Some research has shown that we are more likely to achieve the goals that we visualize. So, when you are thinking about your bigger, mid-term goals take some time to visualize them.
Long Term Goals
Finally, let's talk about long-term financial goals - aka saving for your retirement.
It is recommended that we should be putting aside between 10-15% of our monthly income into a pension account like 401(k) or a 304(b). Or some kind of IRA if you do not have access to either of those two retirement accounts.
While this should leave most of us with a good amount of money to retire on, you may have grand plans for your retirement that you need to account for. The best way to make sure that you have enough money for your retirement is to make sure that you plan for it.
Calculate your retirement needs
E.g. annual living expenses during retirement
You will want to start by setting up a retirement plan or account if you don't already have one. It is never too late to start saving for your retirement.

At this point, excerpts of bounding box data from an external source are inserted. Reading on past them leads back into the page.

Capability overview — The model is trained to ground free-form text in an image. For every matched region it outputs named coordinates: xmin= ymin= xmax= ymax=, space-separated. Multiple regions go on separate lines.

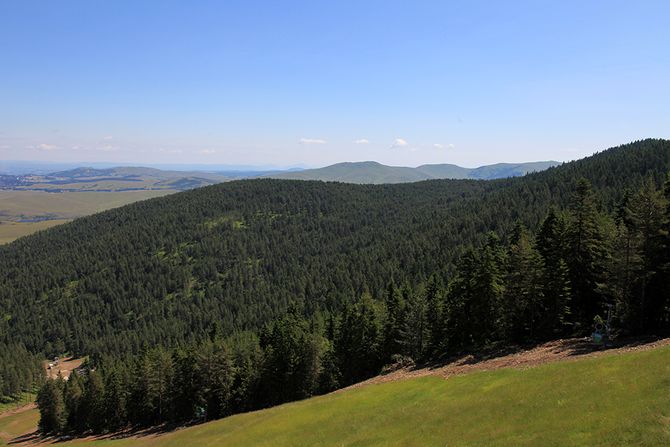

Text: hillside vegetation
xmin=268 ymin=161 xmax=560 ymax=184
xmin=0 ymin=140 xmax=670 ymax=360
xmin=0 ymin=346 xmax=670 ymax=447
xmin=0 ymin=189 xmax=175 ymax=244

If you have already started saving then you should look at how much you have already got in your account and then work out how much you will have by the time that you retire. Keep this number on hand.

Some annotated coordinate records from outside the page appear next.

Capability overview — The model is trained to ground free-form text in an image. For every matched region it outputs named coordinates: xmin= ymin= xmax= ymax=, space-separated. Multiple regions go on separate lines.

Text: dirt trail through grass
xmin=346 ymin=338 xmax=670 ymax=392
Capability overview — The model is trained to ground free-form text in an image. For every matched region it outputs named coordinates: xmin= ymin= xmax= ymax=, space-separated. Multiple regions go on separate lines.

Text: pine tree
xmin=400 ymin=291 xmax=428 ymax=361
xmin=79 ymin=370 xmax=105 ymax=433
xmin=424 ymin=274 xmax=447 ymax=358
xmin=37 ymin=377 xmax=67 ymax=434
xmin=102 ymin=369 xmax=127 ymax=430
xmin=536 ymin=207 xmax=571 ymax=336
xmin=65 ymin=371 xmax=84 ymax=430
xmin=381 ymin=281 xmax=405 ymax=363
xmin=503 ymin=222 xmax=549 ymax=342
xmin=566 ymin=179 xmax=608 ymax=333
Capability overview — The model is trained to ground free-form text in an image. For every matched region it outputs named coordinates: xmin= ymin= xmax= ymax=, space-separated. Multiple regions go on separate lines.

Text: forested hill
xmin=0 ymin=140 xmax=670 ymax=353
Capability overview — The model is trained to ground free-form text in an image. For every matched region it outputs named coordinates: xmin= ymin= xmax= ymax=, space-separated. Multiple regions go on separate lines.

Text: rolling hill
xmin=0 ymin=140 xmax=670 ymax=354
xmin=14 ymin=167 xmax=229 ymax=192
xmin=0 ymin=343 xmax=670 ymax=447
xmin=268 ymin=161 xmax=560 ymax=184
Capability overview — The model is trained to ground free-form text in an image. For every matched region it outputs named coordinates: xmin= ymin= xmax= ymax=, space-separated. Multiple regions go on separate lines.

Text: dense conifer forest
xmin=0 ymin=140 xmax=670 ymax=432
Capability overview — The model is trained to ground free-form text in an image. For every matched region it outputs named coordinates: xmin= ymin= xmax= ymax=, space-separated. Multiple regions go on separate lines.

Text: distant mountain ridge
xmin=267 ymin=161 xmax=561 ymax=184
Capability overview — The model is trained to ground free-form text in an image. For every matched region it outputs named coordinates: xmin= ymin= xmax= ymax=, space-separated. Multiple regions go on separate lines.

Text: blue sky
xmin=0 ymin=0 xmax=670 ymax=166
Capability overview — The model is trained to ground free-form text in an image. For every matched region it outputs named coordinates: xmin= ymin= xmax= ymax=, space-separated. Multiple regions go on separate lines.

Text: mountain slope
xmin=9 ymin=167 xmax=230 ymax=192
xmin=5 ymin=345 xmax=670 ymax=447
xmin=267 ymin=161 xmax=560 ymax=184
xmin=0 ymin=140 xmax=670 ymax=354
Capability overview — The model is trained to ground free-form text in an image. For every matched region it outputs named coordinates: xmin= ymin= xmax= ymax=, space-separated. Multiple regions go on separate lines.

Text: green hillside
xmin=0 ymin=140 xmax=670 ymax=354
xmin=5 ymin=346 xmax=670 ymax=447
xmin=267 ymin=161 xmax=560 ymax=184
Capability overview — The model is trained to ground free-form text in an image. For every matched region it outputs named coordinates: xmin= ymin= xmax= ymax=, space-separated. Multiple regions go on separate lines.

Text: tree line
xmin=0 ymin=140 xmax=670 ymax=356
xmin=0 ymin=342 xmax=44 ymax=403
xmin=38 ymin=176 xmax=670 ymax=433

Then you will want to break down all the basic expenses you will have once you have retired. Will you still have some of your mortgage left to pay off? How much will you have to spend on bills each month? How much will you have to spend on food?
You should then factor in any of the things you would like to do after you have retired. Do you want to travel once a year or more? Join a golf club? Do you want to take up a craft?
You should also factor in a sum of money to cover any medical bills that you might incur after you retire.
You should then think about what you want to leave for your friends and family after you pass on. Do you want to pay your grandchildren's tuition fees? Do you have money set aside for your funeral?
Once you have a final number it's time to look at whether you are saving enough to make this possible.
Increase your retirement savings
When you have your final number, it is time to look at how much you will have saved by the time you retire (if you continue paying in at the same rate as you currently do).
Does this match up with the number you worked out in the last section? If not, then it's time to consider putting more money into your retirement fund.
The earlier you can put the money into your retirement account, the better as it will have more time to accumulate interest.
You should also take some time to pick out the right type of account to put your long-term savings into. You may benefit from using an IRA if you do not have access to a 401(k). These types of accounts will give you better interest rates but they won't let you withdraw money for a certain amount of time.
Knowing how and why you are saving your money can help you to achieve your financial goals throughout your lifetime. With the right savings setup, you can be assured that you will be prepared for anything financially.
So, what are you waiting for? Grab a pen and a notebook and start setting yourself some financial and saving goals.